Tangan Nayaka menelusuri wajah Bahana dengan lembut. Mengusap pipinya. "Tidur, Ka," gumam Bahana.
"Aku, masih ingin menikmatimu, untukku sendiri, dengan caraku," desis Nayaka.
"Aku milikmu, kamu bisa menikmatiku setiap waktu selama yang kamu mau," sergah Bahana masih memejamkan matanya.
"Tapi aku ingin sekarang, mengagumimu, membelaimu, menatapmu, saat tak ada orang lain," desah Nayaka membuat Bahana tersenyum.
"Lakukan sepuasmu, Lady," kata Bahana pada akhirnya.
Nayaka tersenyum, mengusap bibir Bahana yang beberapa waktu lalu sudah membuatnya merasakan gelenyar aneh di tubuhnya.
Tangannya turun menuju leher Bahana, bekas ciumannya yang berwarna kemerahan ada di sana. Nayaka malu mengingat betapa dia melupakan kewarasannya tadi.
"Aku tak ingin, orang lain melihat ini. Apakah Sangka pernah melihatnya?" desis Nayaka meredam nyeri di dadanya mengingat Sangka.
"Tidak, dia tak pernah melihatnya," gumam Bahana, karena memang dia tak pernah menyentuh Sangka lebih dari sekedar menciumnya.
"Kalau begitu, aku akan memegang kata-katamu. Tak ada yang boleh melihatnya selain aku," ucap Nayaka sambil menyapukan jemarinya di dada Bahana.
"Jangan menggoda, apa kamu tak tahu di bawah sana sudah kembali menegang?" Bahana menahan dirinya agar tak mengulangi perbuatan mereka tadi.
"Dan itu, tak boleh juga menyentuh wanita lain. Aku akan membunuhmu bila itu terjadi." Nayaka menggeram.
"You are the one and only, my lady." Bahana tak membuka matanya, tapi mendengarkan semua pernyataan Nayaka yang membuatnya bahagia. Membuatnya merasakan dadanya mengembang sempurna.
Nayaka mengulas senyumnya, pernyataan-pernyataannya, mengalir begitu saja. Tapi dia sadar sepenuhnya, dia mencintai laki-laki ini. Dia yang pertama membuatnya merasakan kenikmatan barusan.
"Apakah Doni juga menyentuh ini?" bisik Bahana saat tangannya berada di dada Nayaka.
"Tak pernah, setoksik hubungan kami, aku selalu menjaga diriku. Aku tak pernah mengiyakan permintaannya, mungkin karena itu aku dicampakkannya," ucap Nayaka.
"Good. Now, I fall in love with you more," bisik Bahana kembali mengeratkan pelukannya. Mengabaikan ketegangan tubuhnya yang lain, karena tak ingin menyakiti Nayaka karena ini masih pertama kalinya bagi Nayaka.
"Tidurlah," bisik Nayaka sambil mengusap punggung Bahana lembut.
"Aku ingin setiap tidur, merasakan pelukanmu, belaianmu," desis Bahana.
"Kamu akan mendapatkannya setiap hari." Nayaka mengecup bibir Bahana dan ikut memejamkan matanya.
Debur ombak di kejauhan membangunkan Nayaka. Dia tertegun melihat Bahana sedang memeluknya. Lalu dia mengingat apa yang telah mereka lakukan.
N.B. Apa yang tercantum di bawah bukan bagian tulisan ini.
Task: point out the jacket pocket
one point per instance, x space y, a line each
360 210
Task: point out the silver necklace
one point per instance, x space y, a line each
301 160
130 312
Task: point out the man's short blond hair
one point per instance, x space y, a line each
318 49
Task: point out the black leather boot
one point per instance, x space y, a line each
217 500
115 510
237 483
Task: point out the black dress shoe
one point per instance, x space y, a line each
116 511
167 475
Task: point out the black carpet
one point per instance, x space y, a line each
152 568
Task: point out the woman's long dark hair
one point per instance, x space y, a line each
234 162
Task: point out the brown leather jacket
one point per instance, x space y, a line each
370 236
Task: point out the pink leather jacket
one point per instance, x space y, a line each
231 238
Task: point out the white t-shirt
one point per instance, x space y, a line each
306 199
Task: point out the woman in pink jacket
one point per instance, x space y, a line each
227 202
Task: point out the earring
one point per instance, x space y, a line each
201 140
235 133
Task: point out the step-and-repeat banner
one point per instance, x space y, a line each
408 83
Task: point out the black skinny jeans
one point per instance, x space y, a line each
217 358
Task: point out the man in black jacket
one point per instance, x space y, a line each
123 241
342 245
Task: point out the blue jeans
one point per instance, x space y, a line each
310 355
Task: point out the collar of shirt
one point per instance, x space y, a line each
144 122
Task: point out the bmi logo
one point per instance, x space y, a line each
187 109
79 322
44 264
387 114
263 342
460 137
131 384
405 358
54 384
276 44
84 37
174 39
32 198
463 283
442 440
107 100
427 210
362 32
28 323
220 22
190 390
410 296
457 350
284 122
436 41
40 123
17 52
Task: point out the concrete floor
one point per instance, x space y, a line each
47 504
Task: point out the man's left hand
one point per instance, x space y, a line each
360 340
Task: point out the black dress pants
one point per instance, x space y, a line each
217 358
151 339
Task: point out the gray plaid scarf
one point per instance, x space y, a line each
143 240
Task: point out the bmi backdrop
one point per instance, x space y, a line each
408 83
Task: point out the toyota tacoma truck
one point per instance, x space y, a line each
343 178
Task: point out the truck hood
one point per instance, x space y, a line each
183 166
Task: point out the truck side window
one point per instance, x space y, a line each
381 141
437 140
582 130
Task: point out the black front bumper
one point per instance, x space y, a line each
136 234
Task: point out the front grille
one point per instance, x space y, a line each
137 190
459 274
Bahkan, dia masih merasakan penyatuan mereka di sana.
Tangannya mengelus lengan Bahana, menikmati wajah Bahana yang tertidur lelap. Dia masih merasakan ini mimpi, bisa menikahi Bahana yang sangat sempurna. Bahkan mungkin banyak wanita yang mau menjadi istrinya.
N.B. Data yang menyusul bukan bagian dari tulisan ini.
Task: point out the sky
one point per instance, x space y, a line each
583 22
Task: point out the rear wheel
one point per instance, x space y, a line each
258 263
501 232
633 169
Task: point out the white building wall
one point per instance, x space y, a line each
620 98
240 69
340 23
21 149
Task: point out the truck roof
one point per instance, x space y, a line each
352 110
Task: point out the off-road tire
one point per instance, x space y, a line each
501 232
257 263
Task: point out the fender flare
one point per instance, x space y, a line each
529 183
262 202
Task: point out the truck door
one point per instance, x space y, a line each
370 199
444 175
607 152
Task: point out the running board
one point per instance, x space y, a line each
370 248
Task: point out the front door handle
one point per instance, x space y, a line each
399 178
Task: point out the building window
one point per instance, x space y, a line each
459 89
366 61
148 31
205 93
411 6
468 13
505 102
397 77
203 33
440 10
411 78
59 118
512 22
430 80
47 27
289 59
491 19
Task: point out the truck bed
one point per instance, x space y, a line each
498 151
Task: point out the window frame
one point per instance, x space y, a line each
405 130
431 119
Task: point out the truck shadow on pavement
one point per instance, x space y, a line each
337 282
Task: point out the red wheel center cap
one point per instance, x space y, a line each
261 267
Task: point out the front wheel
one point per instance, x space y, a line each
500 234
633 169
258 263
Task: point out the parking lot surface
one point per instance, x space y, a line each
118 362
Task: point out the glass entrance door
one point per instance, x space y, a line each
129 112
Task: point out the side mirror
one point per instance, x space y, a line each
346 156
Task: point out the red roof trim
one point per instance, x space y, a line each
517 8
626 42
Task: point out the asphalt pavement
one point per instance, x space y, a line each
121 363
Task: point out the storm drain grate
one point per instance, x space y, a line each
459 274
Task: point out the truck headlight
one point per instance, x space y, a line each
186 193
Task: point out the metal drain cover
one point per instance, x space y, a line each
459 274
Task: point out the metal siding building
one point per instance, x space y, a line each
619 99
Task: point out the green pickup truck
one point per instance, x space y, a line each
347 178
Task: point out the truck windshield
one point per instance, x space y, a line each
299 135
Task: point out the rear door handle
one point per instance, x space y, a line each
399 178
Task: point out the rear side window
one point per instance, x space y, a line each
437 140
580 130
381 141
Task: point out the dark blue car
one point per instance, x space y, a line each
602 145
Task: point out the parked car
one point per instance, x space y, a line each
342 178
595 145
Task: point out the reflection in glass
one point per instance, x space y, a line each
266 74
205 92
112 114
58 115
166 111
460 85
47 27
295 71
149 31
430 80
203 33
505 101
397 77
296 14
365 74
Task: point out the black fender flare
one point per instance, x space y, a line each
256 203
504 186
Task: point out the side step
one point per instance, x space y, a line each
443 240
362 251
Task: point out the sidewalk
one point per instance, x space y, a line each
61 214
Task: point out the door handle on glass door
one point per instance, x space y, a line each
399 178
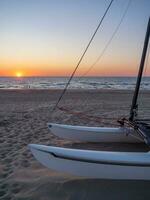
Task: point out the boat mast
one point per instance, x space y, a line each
133 111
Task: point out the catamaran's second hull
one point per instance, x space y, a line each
94 134
94 164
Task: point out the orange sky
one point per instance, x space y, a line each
48 39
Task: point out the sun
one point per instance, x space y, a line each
18 74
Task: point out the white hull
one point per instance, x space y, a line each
94 164
94 134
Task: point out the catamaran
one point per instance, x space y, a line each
102 164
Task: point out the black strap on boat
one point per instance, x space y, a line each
82 56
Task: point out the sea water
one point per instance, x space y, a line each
119 83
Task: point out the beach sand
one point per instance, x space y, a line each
23 119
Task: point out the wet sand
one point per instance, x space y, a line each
23 119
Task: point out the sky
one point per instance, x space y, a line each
47 37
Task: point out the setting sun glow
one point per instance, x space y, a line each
18 74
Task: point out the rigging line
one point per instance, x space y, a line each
63 92
147 59
110 40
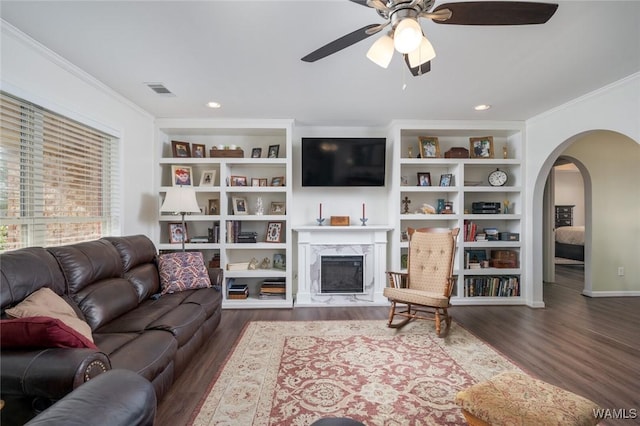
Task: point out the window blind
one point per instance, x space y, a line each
58 178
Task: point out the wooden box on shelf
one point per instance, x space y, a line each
226 153
457 152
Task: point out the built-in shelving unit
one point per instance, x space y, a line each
499 280
218 222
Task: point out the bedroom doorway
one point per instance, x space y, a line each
565 218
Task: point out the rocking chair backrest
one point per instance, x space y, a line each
431 256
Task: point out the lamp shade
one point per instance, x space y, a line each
381 51
424 53
407 35
180 199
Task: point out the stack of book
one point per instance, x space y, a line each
246 237
236 291
273 288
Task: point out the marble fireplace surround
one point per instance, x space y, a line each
317 241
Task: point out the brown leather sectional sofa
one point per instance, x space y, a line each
114 284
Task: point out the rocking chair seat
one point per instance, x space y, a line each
418 297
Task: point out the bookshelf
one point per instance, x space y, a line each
472 202
244 223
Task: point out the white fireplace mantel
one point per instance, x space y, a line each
316 241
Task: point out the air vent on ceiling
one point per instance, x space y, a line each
160 89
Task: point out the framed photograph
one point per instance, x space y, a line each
279 261
181 175
198 150
240 205
424 179
214 206
177 234
481 147
274 232
181 149
277 207
273 151
429 147
277 181
208 178
238 181
446 179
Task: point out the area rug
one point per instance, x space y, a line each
296 372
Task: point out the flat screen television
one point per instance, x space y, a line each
343 161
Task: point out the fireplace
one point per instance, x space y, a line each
341 274
341 265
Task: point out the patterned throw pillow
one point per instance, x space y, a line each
182 271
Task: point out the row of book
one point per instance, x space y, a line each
501 286
270 288
471 232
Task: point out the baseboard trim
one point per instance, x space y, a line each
591 293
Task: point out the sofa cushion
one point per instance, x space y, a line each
45 303
41 332
182 271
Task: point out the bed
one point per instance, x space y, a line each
570 242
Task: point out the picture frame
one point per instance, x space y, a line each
240 205
279 261
446 179
181 149
277 207
198 150
277 181
429 147
238 181
274 232
214 206
177 233
208 178
424 179
481 147
273 152
181 175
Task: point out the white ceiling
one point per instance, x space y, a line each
246 55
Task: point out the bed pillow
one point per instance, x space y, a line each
45 303
182 271
41 332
Tapi Bahana memilihnya. Setahun belakangan ini, bahkan dia menghabiskan waktunya bersama Nayaka. Tak pernah membiarkannya sendiri.
"I love you. More than I thought," desis Nayaka sembari mengecup bibir Bahana.
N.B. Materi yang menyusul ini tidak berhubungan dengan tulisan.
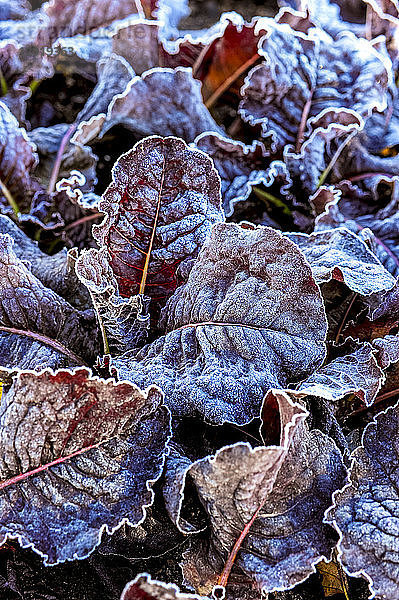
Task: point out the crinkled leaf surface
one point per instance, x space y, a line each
250 317
310 163
55 272
113 75
163 102
144 587
240 167
340 254
366 510
21 351
79 456
230 55
305 75
291 484
125 320
355 373
18 157
47 141
160 209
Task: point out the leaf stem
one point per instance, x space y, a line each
334 159
57 164
82 220
230 80
302 125
344 318
3 84
148 255
10 199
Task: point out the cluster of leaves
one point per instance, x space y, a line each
200 358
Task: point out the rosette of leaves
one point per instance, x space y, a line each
79 456
159 210
249 317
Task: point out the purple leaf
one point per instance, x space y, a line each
366 510
163 102
160 209
26 304
18 158
79 456
286 487
250 317
355 373
340 254
240 167
304 76
143 587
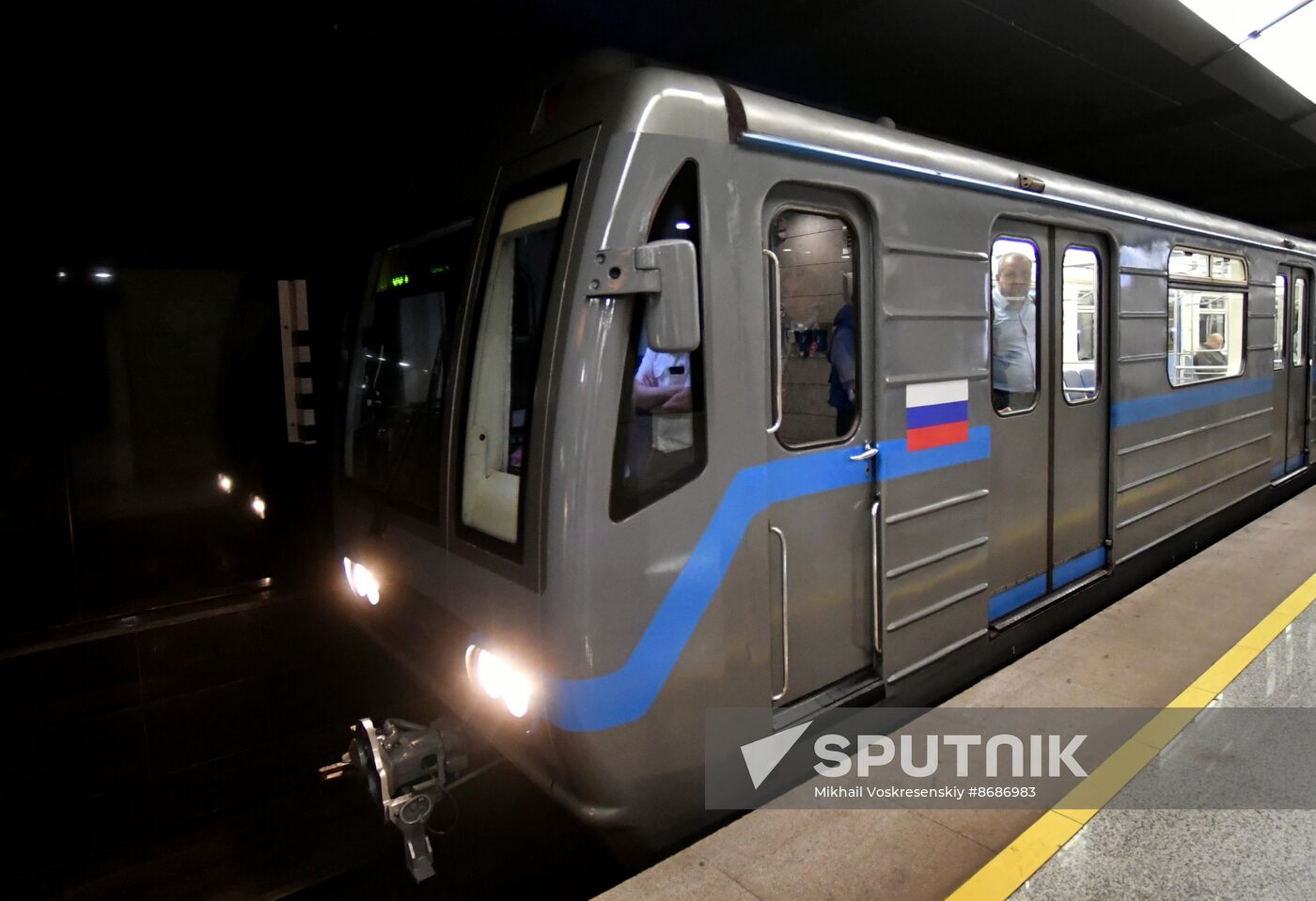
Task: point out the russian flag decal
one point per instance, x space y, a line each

Bahana menggeliat. Masih terlelap. Tangannya tak melepaskan tubuh Nayaka, dan penyatuan mereka.
Nayaka tersenyum. Begitu posesifnya Bahana padanya, membuat perasaannya tak karuan. Sanggupkah dia menerima limpahan rasa yang begitu besar dari Bahana? Sanggupkah dia mengimbangi perasaan itu?
"Why you so fall in with me?" bisik Nayaka heran.
"Because, I want you badly," gumam Bahana dalam tidurnya.
"Kamu sudah bangun?" tanya Nayaka kesal.
"Kamu membuat semuanya bangun, Sayang." Bahana membuka matanya pelan. Mengecup bibir Nayaka yang mengerucut karena kesal.